Bug #47151 | Replication failure on highly concurrent DROP DATABASE and othe DDL | ||
---|---|---|---|
Submitted: | 5 Sep 2009 16:21 | Modified: | 7 Dec 2009 13:00 |
Reporter: | Philip Stoev | Email Updates: | |
Status: | Closed | Impact on me: | |
Category: | MySQL Server: Replication | Severity: | S3 (Non-critical) |
Version: | 6.0-codebase | OS: | Any |
Assigned to: | Daogang Qu | CPU Architecture: | Any |
[5 Sep 2009 16:21]
Philip Stoev
[5 Sep 2009 16:23]
Philip Stoev
Grammar for bug 47151
Attachment: bug47151.yy (application/octet-stream, text), 23.85 KiB.
[26 Nov 2009 16:36]
Philip Stoev
bug47151-large.yy
Attachment: bug47151-large.yy (application/octet-stream, text), 30.88 KiB.
[26 Nov 2009 16:38]
Philip Stoev
I just uploaded a MDL-targeted RQG grammar that is particularily productive when it comes to replication failures. To run: perl runall.pl \ --gendata=conf/WL5004_data.zz \ --rpl_mode=row \ --duration=60 \ --queries=100K \ --basedir=/build/bzr/6.0-codebase-bugfixing \ --mysqld=--log-output=file \ --grammar=conf/bug47151-large.yy \ --mem
[26 Nov 2009 16:56]
Philip Stoev
Requesting a re-triage.
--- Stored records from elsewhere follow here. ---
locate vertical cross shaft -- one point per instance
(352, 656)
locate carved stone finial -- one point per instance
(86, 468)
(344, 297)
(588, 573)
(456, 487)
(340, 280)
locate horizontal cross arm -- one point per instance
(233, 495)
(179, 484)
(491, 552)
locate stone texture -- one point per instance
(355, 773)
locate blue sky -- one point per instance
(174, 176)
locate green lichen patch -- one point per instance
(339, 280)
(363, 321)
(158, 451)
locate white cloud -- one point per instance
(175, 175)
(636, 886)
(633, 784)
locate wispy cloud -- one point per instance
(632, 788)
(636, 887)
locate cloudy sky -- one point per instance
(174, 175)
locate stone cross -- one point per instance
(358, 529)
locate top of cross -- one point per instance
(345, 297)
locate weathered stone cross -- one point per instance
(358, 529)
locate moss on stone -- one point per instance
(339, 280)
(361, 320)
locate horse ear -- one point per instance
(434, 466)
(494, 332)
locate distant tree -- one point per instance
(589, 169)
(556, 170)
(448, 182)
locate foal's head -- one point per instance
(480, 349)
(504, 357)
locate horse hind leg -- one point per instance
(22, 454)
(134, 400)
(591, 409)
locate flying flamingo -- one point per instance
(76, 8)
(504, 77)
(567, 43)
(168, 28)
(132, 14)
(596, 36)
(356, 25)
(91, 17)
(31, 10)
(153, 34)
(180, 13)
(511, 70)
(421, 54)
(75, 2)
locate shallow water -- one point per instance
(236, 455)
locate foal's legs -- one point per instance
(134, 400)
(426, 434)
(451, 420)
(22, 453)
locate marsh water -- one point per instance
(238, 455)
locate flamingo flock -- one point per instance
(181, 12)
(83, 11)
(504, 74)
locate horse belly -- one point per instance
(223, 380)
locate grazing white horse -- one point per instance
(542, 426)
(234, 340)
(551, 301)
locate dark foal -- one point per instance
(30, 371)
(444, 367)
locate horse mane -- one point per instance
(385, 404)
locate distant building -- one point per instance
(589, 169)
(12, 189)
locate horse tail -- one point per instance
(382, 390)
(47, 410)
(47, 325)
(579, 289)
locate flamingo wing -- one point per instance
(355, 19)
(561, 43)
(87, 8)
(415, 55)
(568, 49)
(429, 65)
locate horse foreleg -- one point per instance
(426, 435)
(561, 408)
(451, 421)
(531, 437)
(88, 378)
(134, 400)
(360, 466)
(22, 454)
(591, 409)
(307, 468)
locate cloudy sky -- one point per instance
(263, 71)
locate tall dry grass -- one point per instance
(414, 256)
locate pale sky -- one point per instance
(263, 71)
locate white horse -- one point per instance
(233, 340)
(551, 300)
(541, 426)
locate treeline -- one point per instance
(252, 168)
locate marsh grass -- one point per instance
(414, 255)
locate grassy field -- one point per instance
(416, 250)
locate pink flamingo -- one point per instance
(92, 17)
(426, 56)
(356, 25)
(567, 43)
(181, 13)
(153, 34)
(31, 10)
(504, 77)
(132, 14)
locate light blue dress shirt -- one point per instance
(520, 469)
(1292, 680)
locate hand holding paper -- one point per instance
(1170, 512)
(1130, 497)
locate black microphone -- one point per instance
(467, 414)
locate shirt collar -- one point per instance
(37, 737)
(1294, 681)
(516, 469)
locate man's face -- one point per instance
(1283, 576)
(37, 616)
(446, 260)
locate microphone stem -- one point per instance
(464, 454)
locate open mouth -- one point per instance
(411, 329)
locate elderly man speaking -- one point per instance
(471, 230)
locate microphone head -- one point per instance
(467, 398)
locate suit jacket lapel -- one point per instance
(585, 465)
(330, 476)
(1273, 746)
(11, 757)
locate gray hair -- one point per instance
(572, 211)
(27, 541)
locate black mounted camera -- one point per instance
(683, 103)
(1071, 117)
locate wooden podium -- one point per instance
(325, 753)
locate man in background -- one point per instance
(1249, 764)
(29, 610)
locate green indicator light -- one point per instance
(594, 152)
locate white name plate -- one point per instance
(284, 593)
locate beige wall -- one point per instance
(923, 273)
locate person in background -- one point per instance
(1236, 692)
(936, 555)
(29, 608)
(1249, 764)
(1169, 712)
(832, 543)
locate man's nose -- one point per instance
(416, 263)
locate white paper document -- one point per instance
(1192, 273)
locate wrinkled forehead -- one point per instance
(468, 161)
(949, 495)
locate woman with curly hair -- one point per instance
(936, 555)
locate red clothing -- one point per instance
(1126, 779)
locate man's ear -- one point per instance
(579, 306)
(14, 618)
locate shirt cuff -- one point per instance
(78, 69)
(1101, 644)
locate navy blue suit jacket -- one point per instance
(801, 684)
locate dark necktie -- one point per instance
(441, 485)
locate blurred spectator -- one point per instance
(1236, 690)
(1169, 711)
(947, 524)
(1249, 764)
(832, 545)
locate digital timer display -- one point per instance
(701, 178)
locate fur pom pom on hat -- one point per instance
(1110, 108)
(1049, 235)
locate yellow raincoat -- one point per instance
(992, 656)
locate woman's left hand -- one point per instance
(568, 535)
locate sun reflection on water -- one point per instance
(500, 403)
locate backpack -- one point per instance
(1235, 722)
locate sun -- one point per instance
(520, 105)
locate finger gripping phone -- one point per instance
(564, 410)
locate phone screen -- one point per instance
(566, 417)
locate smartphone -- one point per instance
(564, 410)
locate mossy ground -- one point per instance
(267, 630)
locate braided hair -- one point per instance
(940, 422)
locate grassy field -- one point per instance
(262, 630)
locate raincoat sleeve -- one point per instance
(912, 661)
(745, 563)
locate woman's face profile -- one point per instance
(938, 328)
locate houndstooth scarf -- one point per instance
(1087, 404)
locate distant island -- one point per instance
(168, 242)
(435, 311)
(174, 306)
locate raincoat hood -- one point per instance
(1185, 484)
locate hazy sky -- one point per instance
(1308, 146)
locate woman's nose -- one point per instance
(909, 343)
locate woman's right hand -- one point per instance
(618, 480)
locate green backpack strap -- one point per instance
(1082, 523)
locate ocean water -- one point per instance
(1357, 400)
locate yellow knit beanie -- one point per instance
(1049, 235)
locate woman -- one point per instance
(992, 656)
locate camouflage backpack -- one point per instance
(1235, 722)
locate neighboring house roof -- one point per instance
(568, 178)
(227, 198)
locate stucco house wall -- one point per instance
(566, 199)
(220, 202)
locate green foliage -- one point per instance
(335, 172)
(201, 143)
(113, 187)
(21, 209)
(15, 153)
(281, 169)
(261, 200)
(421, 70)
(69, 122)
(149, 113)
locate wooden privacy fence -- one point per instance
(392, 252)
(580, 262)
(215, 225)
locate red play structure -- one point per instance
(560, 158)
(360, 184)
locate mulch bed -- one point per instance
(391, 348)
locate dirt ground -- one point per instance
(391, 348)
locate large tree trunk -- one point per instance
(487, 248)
Since this bug was filed, it was discovered that various replication issues happen at lower concurrencies. Also, the purpose of the MDL locking is to prevent such issues completely, regardless of the concurrency level and the realism of the scenario. Therefore, please give this bug a higher tag and let's use it to figure out the root issue.
[3 Dec 2009 12:45]
Philip Stoev
I meant schema DDL is not protected, so failures on DROP schema are to be expected.
[6 Dec 2009 12:01]
Daogang Qu
DROP DATABASE constructs a list of tables to drop, by performing a read on the filesystem directory. Obviously, this has a race: if between the scan and actual DROP the contents of the directory is changed, DROP DATABASE will not drop everything, or will try to drop something that might be no longer there. Offending operatoins include: CREATE/DROP TRIGGER, ALTER TABLE db1.t1 RENAME db2.t2, other operations that move directory files around. The only solution for the problem is to make sure that DDL operations take "scoped" lock, which MySQL doesn't do. I.e. DROP TABLE or RENAME TABLE needs not only take an exclusive lock on the table itself (which it currently does), but an intention exclusive lock on the database name.
[7 Dec 2009 5:02]
Daogang Qu
Hi Philip, According to the above root cause, bug#47151 should be closed. Are you agree?
[7 Dec 2009 5:39]
MySQL Verification Team
Daogang, I can't comment on the MDL stuff, but are you saying it's acceptable to have binlog corruption noted in the bug description too?
[7 Dec 2009 7:35]
Daogang Qu
The problem in the bug description will disappear after the above root cause is resolved.
[7 Dec 2009 13:00]
Philip Stoev
I am closing this bug. Will open a new one if a replication failure is observed in MDL-controlled operations.